パワーノーズの第1関節(?)を曲げてロック。さらに全体を上に持ち上げて、頭頂部でロックすることで変形完了。
まぁ、変形というか鼻を上に上げただけなんですが・・鼻これ、どこから生えてるんだ?
通常形態では、一応現生のゾウ本来の位置らしきところから生えているように見えていましたが、変形後は額から生えてますよ。
そして正面からだと、見えてはいけないモノが見えている。完全に頭割れてるし・・
これはもう、ギミック再現のために妥協したと責めらても仕方がないのではなかろうか?
ボーンフレームをやめたのも、このせいで頭部の骨格再現が難しかったからではないかと邪推してしまう。
もう少し工夫すれば本来のゾウの鼻らしい可動も実現できたと思うのですが・・
ギミックのアイデア自体は、旧シリーズ含めてあまり例のない面白いもので、それこそ子供が楽しめる内容であるだけに惜しいというか、もったいない。
この形態で投擲するスリングボム。
内部にはリアクターラインを流れるバイオアシッドと同じ成分の独が満載されているのだそう。
背中のスリングボムマガジンに4つまで同時に装填することができます。
パワーノーズで1つずつ掴んでは投げ、掴んでは投げする原始開放技が “破滅爆裂段(ディゾルボム)” 。
スリングボム投擲の威力だけでも兵器ゾイドが使用する重火器相当(それってわりと普通?)なうえ、破裂したボムから広範囲に腐食性の毒がまき散らされるそうな。
グラフィティーラベル
ゼロファントスのパッケージには所属を示すエンブレムが描かれていませんが、封入されているラベルには旧シリーズのゼネバス帝国のエンブレムと古代ゾイド文字がデザインされています。
紫で描かれた帝国のエンブレムは新鮮ですが、まったく説明がないこれらのマークを見た子供たちはどうすればいいんだろうか・・?
そして、今後もとくに言及されることがない気がしないでもない。
改造計画書
まともに手に入れられていない状態で、曖昧な情報を基に考えられたプランという態。
改造武器セットと同じデザインの武器が描かれていたりもしますが、サイズが違ったりします。
改造武器セットを使って簡単カスタマイズしてみます。
まずは中距離砲撃戦仕様。
もともと重量級なので、武装盛り盛りは似合います。
続いて近距離格闘戦仕様。
アンカーファングの先端を換装し、重装甲と重量を活かした突撃仕様。
ブラスト形態にすれば、電動ギミックで鼻に付けたチェーンソーを振り下ろす動作が可能です。
電動アクション
耳と鼻を前後に動かしながら、4本の脚で前進します。
相変わらずモーターのパワーは低めで歩行はゆっくりですが、奇しくもモチーフとのベストマッチで重厚感の演出になったかと。
・・まぁ、それくらい言わないとね(笑)
ブラスト形態で。
最近買った撮影ブース内で後ろから撮りました。
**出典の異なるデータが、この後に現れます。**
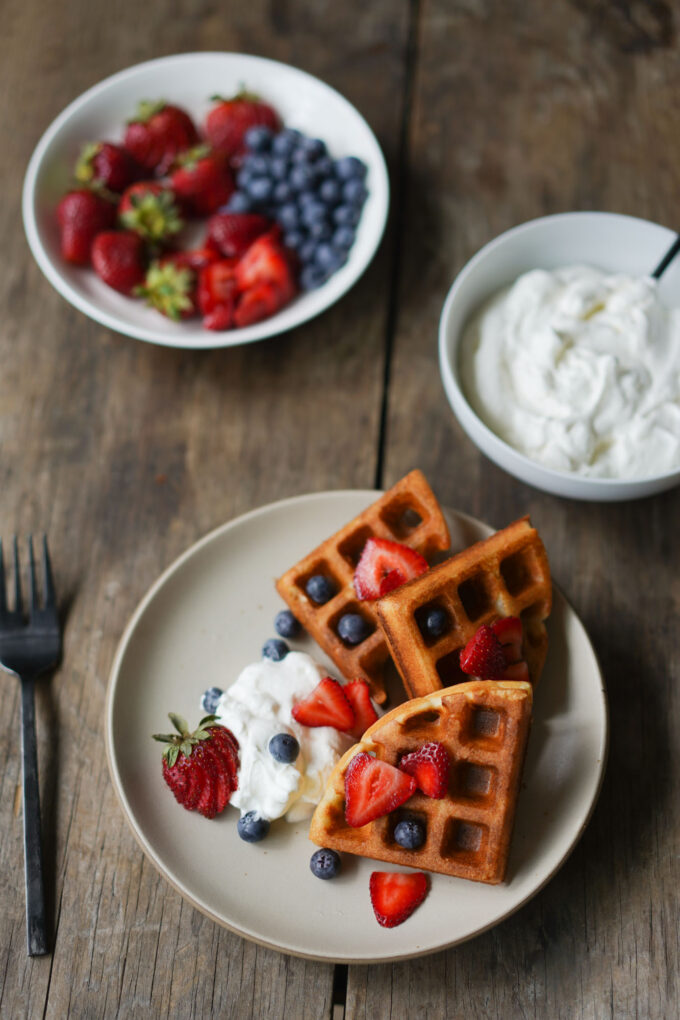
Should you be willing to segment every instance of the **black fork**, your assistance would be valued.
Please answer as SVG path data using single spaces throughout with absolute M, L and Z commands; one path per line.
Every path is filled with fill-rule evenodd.
M 21 681 L 21 747 L 24 783 L 24 864 L 26 871 L 26 937 L 29 956 L 48 952 L 45 922 L 40 840 L 40 788 L 35 739 L 35 681 L 53 669 L 61 657 L 61 628 L 57 614 L 47 538 L 42 540 L 43 599 L 38 596 L 33 540 L 28 540 L 30 607 L 24 616 L 21 571 L 16 536 L 14 551 L 13 603 L 10 609 L 5 586 L 5 567 L 0 540 L 0 666 Z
この角度から撮るのが一番わかりやすいかなぁ、と。
飛ばしたボムがどこまで転がっていくかもわかりませんしね。
歩きながら、頭上に振り上げた鼻で背中に積んだボムを掴んで投擲します。
根本的な動作は通常形態時と同じなのですが、鼻の位置と角度が変わったことで鼻が後ろ向きに動き⇒鼻先がボムマガジンのストッパーを推す⇒転がってきたボムが鼻先に乗る⇒鼻が前に動く反動でボムが前に飛んでいく・・という流れです。
ボムは4つまでユニットに装填できるので、とりあえずは4連射しますが、全弾投げ尽くしたあとも当然同じ動きを繰り返します。
投げたしりからボムを補充することができれば、永久機関の完成(笑)。いや、電池切れたら止まるし・・
もちろん、ボムと同じくらいのサイズのボール状のものなら投擲可能です。
さほど勢いがあるわけでもないので危険はないとは思いますが、念のため人に向けるのはやめましょう!
比較画像
旧シリーズのゾウモチーフのゾイドたちと。
ますは共和国勢で挟んで。
左が初期共和国ゾイドの雄、ゾイドマンモス。
右がすべての象型ゾイドの始祖(?)、最初期の共和国小型ゾイド、エレファンタスです。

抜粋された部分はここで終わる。